Le chapitre I de Under the Volcano représente, en quelque sorte, une mémoire du texte à venir (à savoir, les onze chapitres suivants) dans laquelle se réfléchissent, par anticipation, les éléments constitutifs du drame. En tant que premier segment narratif, il peut donc être envisagé comme une « mise en abyme liminaire » ou « prospective » de l’ensemble du roman puisque, conformément à la définition proposée plus haut, il « réfléchit avant terme l’histoire à venir » (Dällenbach 77, 83). Ajoutons, pour éviter tout malentendu, qu’il la « réfléchit avant terme » sur l’axe syntagmatique qui définit un ordre ou un temps de lecture, et non pas une chronologie diégétique.
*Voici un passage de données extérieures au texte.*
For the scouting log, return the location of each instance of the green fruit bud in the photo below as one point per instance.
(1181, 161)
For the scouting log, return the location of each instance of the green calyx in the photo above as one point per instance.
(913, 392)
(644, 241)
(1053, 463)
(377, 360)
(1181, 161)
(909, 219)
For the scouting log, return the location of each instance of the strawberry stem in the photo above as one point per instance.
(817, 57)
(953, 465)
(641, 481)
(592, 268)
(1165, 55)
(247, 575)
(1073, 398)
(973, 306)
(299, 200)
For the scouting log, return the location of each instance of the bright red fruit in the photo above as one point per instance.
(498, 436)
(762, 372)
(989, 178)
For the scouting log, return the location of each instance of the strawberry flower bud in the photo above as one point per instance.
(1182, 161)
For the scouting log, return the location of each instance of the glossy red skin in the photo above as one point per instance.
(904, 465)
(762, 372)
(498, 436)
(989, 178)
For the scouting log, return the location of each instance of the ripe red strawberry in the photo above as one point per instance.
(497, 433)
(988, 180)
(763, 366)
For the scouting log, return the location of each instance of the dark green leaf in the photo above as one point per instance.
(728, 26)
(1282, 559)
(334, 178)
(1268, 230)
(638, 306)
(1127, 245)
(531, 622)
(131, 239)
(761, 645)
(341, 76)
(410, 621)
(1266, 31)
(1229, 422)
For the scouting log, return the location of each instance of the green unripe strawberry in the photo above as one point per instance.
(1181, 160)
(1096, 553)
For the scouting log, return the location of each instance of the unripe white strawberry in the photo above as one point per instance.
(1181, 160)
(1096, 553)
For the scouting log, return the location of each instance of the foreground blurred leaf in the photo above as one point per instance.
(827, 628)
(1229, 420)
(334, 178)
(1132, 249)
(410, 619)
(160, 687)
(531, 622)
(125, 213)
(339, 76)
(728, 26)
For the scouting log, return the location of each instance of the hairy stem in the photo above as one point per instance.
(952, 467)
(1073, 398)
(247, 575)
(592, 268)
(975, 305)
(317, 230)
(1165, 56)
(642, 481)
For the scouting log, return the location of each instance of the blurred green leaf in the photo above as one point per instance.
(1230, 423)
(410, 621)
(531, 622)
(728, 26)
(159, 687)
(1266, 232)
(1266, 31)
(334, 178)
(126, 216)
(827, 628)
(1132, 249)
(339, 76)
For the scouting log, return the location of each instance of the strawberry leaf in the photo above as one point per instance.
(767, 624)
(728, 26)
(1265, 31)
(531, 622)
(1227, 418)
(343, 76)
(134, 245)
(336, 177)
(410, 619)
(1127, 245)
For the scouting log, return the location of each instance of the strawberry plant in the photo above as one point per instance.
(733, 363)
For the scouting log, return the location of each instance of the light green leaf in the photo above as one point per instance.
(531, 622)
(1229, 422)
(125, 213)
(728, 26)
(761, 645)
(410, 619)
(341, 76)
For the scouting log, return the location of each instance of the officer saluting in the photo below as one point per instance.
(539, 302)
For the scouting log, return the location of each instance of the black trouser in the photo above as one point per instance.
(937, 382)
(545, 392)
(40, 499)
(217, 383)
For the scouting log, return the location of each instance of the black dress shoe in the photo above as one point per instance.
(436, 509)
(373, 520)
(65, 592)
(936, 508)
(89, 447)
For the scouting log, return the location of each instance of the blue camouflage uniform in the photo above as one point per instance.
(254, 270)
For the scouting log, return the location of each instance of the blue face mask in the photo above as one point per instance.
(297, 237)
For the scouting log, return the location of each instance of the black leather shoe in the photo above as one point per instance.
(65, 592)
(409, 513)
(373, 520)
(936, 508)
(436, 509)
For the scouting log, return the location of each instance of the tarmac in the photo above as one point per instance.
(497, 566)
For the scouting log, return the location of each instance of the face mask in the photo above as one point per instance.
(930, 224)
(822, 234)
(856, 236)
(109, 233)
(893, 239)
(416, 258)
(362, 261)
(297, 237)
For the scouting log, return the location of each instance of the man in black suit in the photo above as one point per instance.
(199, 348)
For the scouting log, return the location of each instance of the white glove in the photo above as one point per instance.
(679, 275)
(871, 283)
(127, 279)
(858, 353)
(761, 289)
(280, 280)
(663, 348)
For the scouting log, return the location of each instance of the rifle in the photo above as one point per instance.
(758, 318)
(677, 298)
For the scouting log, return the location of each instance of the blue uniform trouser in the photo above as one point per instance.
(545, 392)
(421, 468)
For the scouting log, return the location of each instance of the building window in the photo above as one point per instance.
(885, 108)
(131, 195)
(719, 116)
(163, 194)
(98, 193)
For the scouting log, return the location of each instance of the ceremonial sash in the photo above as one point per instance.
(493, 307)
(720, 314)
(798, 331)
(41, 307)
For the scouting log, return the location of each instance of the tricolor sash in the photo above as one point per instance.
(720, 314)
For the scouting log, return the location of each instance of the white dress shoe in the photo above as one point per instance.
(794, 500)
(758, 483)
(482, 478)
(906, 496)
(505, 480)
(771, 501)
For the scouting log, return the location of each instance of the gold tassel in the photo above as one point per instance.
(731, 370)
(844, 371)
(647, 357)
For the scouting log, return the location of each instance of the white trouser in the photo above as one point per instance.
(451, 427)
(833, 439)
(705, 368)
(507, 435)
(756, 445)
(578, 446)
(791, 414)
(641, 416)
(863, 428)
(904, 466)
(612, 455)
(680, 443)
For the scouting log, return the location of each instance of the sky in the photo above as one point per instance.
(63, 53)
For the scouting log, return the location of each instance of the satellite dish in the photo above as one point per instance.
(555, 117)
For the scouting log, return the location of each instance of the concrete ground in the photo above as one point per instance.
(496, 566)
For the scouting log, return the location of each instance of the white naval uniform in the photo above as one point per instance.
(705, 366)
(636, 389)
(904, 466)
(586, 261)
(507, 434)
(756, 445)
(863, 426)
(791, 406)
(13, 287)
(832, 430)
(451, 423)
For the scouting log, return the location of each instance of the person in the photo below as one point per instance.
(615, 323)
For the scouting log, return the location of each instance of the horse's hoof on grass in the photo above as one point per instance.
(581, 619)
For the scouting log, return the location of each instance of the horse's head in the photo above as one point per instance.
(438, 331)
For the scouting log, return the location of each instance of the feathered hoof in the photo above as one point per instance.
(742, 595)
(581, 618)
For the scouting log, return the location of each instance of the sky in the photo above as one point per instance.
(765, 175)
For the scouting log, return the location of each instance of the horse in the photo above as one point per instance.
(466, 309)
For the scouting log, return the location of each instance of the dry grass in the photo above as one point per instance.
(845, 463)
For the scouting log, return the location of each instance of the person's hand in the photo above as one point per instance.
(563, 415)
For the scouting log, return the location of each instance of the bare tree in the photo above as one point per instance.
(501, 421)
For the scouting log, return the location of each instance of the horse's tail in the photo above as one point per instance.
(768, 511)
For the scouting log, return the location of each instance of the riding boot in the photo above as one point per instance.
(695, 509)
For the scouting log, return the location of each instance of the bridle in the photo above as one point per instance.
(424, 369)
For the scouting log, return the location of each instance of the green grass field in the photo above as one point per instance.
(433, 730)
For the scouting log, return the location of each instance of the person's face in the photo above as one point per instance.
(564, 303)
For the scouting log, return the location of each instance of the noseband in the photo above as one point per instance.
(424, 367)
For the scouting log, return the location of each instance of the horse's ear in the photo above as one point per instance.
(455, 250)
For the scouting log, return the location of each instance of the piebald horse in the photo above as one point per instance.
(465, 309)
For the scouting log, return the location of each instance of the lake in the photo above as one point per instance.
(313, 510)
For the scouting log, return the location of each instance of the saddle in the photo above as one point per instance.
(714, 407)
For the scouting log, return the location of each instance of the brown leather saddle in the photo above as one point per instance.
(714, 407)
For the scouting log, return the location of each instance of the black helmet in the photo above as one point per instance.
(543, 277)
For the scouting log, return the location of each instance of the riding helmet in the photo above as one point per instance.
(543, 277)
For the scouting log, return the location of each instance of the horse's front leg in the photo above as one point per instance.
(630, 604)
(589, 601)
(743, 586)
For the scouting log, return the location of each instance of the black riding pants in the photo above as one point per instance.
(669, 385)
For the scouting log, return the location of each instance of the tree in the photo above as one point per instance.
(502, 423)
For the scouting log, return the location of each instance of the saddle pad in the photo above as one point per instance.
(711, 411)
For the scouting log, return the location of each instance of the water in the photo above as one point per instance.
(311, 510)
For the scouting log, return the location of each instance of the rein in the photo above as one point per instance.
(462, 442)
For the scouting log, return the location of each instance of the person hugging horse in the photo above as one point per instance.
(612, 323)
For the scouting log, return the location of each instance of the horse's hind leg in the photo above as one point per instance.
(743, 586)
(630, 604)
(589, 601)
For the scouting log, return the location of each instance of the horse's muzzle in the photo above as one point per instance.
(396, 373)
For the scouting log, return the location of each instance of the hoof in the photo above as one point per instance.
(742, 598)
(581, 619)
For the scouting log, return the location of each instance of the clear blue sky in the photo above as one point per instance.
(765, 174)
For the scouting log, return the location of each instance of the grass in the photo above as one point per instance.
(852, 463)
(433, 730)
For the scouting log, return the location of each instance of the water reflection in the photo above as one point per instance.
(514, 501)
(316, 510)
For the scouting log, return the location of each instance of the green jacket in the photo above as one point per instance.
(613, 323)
Dällenbach a recours à l’image de la « boucle programmatique » (83) pour caractériser les modalités de fonctionnement de la mise en abyme prospective ou inaugurale :

‘Pré-posée à l’ouverture de ce récit, la mise en abyme prospective « double » la fiction afin de la prendre de vitesse et de ne lui laisser pour avenir que son passé. Faire retour sur ce reflet antérieur et le soumettre à une catalyse, tenir le programme qui l’annonce et en détailler les matières, telle est la marge de manœuvre qui lui est consentie. (Dällenbach 77, 83)’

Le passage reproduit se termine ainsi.